AI’s increasing role in workplace decisions, from hiring to performance management, raises important ethical concerns. This session will explore the ethical implications of AI-driven decisions, focusing on transparency, fairness, and accountability. We will address the role of governance in ensuring AI systems are used responsibly and in ways that uphold organizational values and employee rights.
· Examining the ethical impact of AI-assisted decisions on the workforce.
· Discussing strategies for ensuring fairness, transparency, and accountability in AI algorithms.
· Managing the ethical challenges of algorithmic management in the workplace.
As a multinational health technology company, Philips operates at the intersection of AI innovation, medical regulation, and enterprise governance. In this session, the Responsible AI team shares how they’re embedding scalable AI risk frameworks into enterprise risk structures—while also navigating the evolving regulatory landscape of the EU AI Act within an already heavily regulated medical domain. From bias mitigation to sustainability, this talk explores what responsible AI looks like when patient safety and compliance are non-negotiable.
· Aligning AI governance with enterprise risk management across a highly regulated global organisation
· Translating evolving AI-specific regulations into practical controls within clinical-grade systems
· Driving bias mitigation strategies tailored to the complexities of healthcare data and use cases
As organisations increasingly rely on third-party AI providers, managing AI governance across vendors becomes a critical challenge.

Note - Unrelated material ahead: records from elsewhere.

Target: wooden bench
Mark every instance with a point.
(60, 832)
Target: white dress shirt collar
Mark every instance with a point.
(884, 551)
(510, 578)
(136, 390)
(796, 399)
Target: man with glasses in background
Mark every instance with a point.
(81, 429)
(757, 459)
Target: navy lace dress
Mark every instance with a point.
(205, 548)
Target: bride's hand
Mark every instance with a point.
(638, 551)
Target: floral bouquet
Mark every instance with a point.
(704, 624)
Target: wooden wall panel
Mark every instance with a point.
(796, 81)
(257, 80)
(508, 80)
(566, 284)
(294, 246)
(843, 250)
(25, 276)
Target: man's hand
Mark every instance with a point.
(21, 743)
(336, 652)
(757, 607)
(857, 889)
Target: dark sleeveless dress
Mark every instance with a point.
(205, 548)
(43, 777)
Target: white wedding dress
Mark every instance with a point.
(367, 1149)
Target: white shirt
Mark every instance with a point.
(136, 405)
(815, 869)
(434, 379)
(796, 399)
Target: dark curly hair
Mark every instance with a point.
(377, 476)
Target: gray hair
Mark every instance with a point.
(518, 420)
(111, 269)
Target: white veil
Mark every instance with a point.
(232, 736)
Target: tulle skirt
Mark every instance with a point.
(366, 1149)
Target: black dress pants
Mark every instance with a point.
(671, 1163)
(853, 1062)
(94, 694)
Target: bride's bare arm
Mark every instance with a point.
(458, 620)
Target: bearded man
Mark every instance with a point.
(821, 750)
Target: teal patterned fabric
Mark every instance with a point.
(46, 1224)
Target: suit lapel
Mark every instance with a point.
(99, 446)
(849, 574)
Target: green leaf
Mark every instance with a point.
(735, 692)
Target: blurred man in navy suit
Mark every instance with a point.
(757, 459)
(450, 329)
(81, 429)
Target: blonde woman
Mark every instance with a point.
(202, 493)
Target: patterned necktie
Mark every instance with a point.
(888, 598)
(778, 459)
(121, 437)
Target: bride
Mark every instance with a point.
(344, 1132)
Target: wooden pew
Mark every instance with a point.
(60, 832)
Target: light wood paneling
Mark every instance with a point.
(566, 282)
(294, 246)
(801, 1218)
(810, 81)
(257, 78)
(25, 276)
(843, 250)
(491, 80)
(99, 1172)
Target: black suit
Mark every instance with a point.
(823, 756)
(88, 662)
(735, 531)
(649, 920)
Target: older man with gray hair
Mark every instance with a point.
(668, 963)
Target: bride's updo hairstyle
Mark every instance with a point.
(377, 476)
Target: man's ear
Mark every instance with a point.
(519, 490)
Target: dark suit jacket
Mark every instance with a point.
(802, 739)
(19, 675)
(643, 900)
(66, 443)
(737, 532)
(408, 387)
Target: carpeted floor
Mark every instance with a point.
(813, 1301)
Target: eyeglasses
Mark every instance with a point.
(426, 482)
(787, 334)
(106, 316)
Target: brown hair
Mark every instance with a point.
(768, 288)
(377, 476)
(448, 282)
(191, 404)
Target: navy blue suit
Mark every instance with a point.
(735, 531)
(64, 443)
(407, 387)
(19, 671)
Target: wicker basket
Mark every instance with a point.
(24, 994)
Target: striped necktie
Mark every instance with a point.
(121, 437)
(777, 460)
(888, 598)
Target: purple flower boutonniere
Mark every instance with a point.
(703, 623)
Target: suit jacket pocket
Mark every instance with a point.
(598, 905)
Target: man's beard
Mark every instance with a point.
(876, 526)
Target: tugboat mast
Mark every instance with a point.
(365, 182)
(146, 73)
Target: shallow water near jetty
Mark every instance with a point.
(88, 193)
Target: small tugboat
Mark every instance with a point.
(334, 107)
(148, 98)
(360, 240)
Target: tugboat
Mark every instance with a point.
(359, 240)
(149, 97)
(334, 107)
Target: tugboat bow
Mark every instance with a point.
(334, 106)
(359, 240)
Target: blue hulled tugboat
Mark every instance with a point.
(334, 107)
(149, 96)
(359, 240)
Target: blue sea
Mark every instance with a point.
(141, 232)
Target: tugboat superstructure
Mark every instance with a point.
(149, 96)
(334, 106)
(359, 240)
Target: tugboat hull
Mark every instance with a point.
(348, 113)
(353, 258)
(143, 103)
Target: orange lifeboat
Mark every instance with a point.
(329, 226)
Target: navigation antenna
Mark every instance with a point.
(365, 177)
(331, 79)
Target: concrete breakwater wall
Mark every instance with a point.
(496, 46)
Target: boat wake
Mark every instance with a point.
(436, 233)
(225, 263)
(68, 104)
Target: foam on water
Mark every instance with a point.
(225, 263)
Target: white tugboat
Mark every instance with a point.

Shared responsibility models, vendor due diligence, and AI supply chain risks require a holistic approach to ensure alignment with internal standards and regulatory requirements. This session will explore best practices for managing third-party risks and integrating AI governance into procurement processes.
· Delving into AI inventories – are they needed?
· Developing robust shared responsibility frameworks with AI technology providers.
· Implementing due diligence processes to evaluate AI vendors and tools.
· Assessing and mitigating risks within the AI supply chain.